Light industrial projects are cropping up at sites across the state, employing dozens of employees. The state’s public-private economic development organization, the Delaware Prosperity Partnership, reports that such projects constitute most of the interest in its prospects, driven by a cheaper cost of business, federal investments in key industries and a growing number of shovel-ready sites.

One of those federally supported industries is renewable energy, a burgeoning sector from which Delaware is uniquely poised to capitalize, particularly in green hydrogen.

Yushan Yan, a leading researcher on anion-exchange membranes that could be a key component to the production of carbon-free hydrogen, has long made the University of Delaware his home. Meanwhile, companies like Chemours, W. L. Gore, Air Liquide and Bloom Energy are innovating in membrane technology and hydrogen production here in Delaware.

Those companies and more are a part of a federal application to become a “hydrogen hub,” where upwards of $900 million in federal funding could flow to support the development and innovation of green hydrogen in our state and region.

Dora Cheatham, executive director of the Delaware Sustainable Chemistry Alliance, an industry trade group, and one of the experts who is helping to prepare the application, recently told me that she believes hydrogen research and production will be “a substantial economic driver” of the state’s future.

For manufacturing, it could be a multi-faceted impact, with Delaware City Refinery owner PBF Energy proposing to create a plant there capable of producing upward of 137 megatons of clean hydrogen a day. Bloom Energy has already rolled out a new assembly line for its electrolysis units that can create hydrogen by mixing water and electricity, and could feasibly add more jobs if demand warranted it.
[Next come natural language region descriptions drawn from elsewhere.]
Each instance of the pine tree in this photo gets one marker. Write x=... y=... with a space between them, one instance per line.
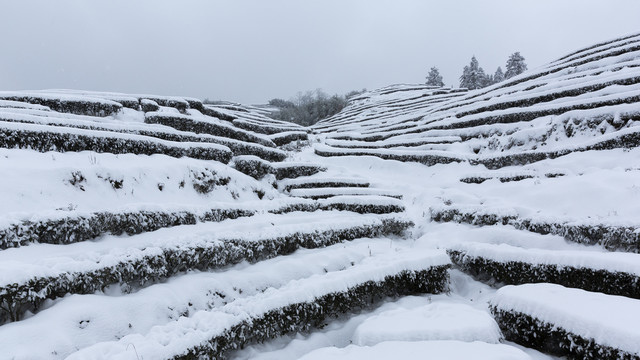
x=473 y=76
x=498 y=76
x=434 y=78
x=515 y=65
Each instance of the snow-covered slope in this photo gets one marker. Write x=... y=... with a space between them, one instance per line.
x=146 y=227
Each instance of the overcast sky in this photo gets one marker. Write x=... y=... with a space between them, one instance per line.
x=252 y=51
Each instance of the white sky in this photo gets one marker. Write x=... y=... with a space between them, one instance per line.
x=252 y=51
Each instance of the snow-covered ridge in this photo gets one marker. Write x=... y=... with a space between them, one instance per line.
x=230 y=231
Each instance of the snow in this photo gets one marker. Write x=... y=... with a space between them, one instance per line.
x=604 y=318
x=598 y=188
x=19 y=265
x=436 y=350
x=437 y=321
x=56 y=329
x=613 y=262
x=331 y=191
x=172 y=339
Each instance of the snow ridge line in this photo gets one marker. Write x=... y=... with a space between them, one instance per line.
x=258 y=168
x=155 y=264
x=47 y=138
x=428 y=159
x=82 y=227
x=270 y=129
x=205 y=125
x=516 y=272
x=287 y=137
x=612 y=237
x=567 y=322
x=81 y=105
x=296 y=310
x=238 y=147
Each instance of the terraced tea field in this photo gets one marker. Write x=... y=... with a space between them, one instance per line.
x=499 y=223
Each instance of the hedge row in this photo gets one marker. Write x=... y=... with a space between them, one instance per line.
x=519 y=272
x=159 y=265
x=237 y=147
x=263 y=128
x=209 y=111
x=258 y=168
x=624 y=238
x=533 y=333
x=503 y=179
x=324 y=184
x=180 y=104
x=288 y=137
x=426 y=159
x=361 y=208
x=481 y=179
x=304 y=316
x=550 y=96
x=397 y=144
x=529 y=115
x=624 y=141
x=45 y=140
x=71 y=229
x=186 y=123
x=80 y=107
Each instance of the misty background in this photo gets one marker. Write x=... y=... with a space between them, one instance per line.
x=253 y=51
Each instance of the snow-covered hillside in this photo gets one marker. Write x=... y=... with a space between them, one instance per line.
x=500 y=223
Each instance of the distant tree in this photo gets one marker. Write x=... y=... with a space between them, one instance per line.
x=515 y=65
x=434 y=78
x=310 y=107
x=487 y=80
x=473 y=76
x=498 y=76
x=280 y=103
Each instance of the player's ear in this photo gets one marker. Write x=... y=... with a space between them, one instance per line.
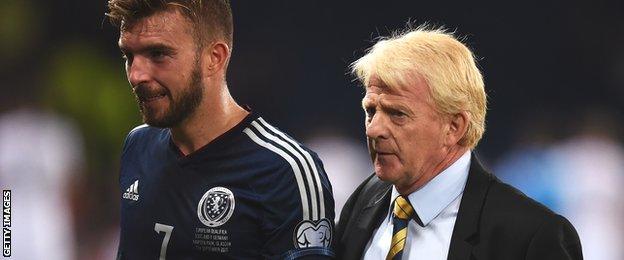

But perhaps the biggest example of the Manufacturing 2.0 movement is WuXi STA, the global contract pharmaceutical producer that is building what will be the state’s largest bioscience factory in a $500 million investment in Middletown. If successful, it has already outlined plans to build a campus that could easily see investment reach $1 billion.

It arrives as a handful of companies like AstraZeneca, Adesis, Wilmington PharmaTech, Noramco and more already produce medications or their active ingredients in Delaware. The introduction of WuXi will be a major milestone for Delaware, which has already been a growing hotbed of biopharmaceutical research with companies like Incyte, Prelude Therapeutics and NiKang Therapeutics.

The growth of biopharma manufacturing is also a harbinger of the future, with jobs looking more like lab work than the factory floor. Shamus Whyte, the plant manager at AstraZeneca’s major plant near Newark, recently told me that longtime employees are quick to say that when they encounter problems now “they’re more likely to grab their laptop than their toolkit.”

High-tech machinery still requires human oversight to ensure proper function, and the importance of those functions relative to their investment value means workers are typically compensated well. According to Delaware Department of Labor data, the average production worker salary in 2021 was about $43,000, but the average salary in the chemical equipment operator subset, which includes the bioscience sector, was about $64,000. That’s higher than the total statewide average salary of nearly $60,000.

While Delaware’s automotive manufacturing past seems farther in the rearview mirror every day, there is hope that a new version of the industry can provide life-changing employment for many residents around the state.